The concept of "description" becomes very important now. So we need to understand the difference between a description and a representation. We can use mathematics to make a model, a representation for example, but that representation is based on a description, it represents what has been described (observed). Now we need to proceed toward understanding what constitutes a description, an observation. Notice that we need to make available the apt terms, and this process of making them available is more a process of defining rather than representing. This is where Wittgenstein appears to stumble, by assuming that language in general has inherent limits, making some things impossible to understand, rather than allowing that it is limitless, and we only apply boundaries as necessary. However, to give Wittgenstein credit, he distinctly describes the latter in some passages, but he seems to always revert to the former. We can see in mathematics for example, the concept of infinite is intended to allow that anything can be counted.
4: So a person could be having pain sensations, but not actually be in pain because those sensations are incorrectly representing the presence of that other thing. — jkg20
The problem here is the double representation, what Plato called narrative, which he warned us against. "Pain" here is the public word, defined by public use.

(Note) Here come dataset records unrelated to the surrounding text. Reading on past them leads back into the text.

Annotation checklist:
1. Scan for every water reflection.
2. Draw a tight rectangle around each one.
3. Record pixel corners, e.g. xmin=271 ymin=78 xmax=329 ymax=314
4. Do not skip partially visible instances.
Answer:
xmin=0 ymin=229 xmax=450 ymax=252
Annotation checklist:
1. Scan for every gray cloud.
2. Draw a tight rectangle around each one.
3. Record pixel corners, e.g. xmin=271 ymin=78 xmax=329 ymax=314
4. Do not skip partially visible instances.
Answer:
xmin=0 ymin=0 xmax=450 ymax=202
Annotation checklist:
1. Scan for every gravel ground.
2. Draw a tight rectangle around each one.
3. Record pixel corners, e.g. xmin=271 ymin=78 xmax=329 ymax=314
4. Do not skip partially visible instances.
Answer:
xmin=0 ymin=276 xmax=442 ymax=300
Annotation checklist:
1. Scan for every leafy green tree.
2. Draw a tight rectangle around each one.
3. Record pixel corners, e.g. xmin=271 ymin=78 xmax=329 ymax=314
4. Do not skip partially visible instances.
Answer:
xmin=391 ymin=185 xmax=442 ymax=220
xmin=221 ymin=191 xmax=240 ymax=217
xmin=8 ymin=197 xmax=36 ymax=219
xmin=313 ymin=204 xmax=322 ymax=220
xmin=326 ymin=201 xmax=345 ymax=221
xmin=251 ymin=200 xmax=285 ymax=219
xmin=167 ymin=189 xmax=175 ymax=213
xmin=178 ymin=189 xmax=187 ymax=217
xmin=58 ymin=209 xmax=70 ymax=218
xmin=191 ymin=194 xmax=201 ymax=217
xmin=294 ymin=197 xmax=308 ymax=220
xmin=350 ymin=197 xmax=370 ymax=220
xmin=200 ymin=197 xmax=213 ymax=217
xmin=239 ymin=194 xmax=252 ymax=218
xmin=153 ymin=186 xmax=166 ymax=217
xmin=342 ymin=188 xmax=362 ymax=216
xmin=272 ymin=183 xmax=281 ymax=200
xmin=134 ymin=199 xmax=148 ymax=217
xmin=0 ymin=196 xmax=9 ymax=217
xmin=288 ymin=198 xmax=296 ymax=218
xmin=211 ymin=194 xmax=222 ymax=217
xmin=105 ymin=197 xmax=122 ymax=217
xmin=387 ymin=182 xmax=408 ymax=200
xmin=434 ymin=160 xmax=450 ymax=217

So in reality it refers to having pain sensations. If the person has pain sensations, then it is real pain. We could even allow a further layer of representation and say it refers to pain behaviour, like Luke suggests. But each layer of representation gets us further from the truth. If we go the other way now, to the deeper internal level of what the sensation is symbolic of within the person, we cannot properly use that term "pain" here, this would create equivocation and the potential for the appearance of contradiction.
That's what "the beetle in the box" analogy shows, the inclination to equivocate in this respect. In the private language, the person notes the sensation as S. But the sensation noted as S, is symbolic of something further, and this is called the "beetle". So "beetle" here refers to that further thing which is indicated by a particular sensation. In the public language there is also "beetle". But "beetle" here in the public language refers to a person's sensation. Notice that "beetle" now has two completely different validations. Do you see that if the person is feeling the sensation of pain, the presence of "the beetle", but the sensations are incorrectly representing the presence of that thing, the person is truly in the presence of "the beetle" according to the public usage, but not in the presence of "the beetle" according to the private sense, in which the sensation is supposed to represent that deeper thing.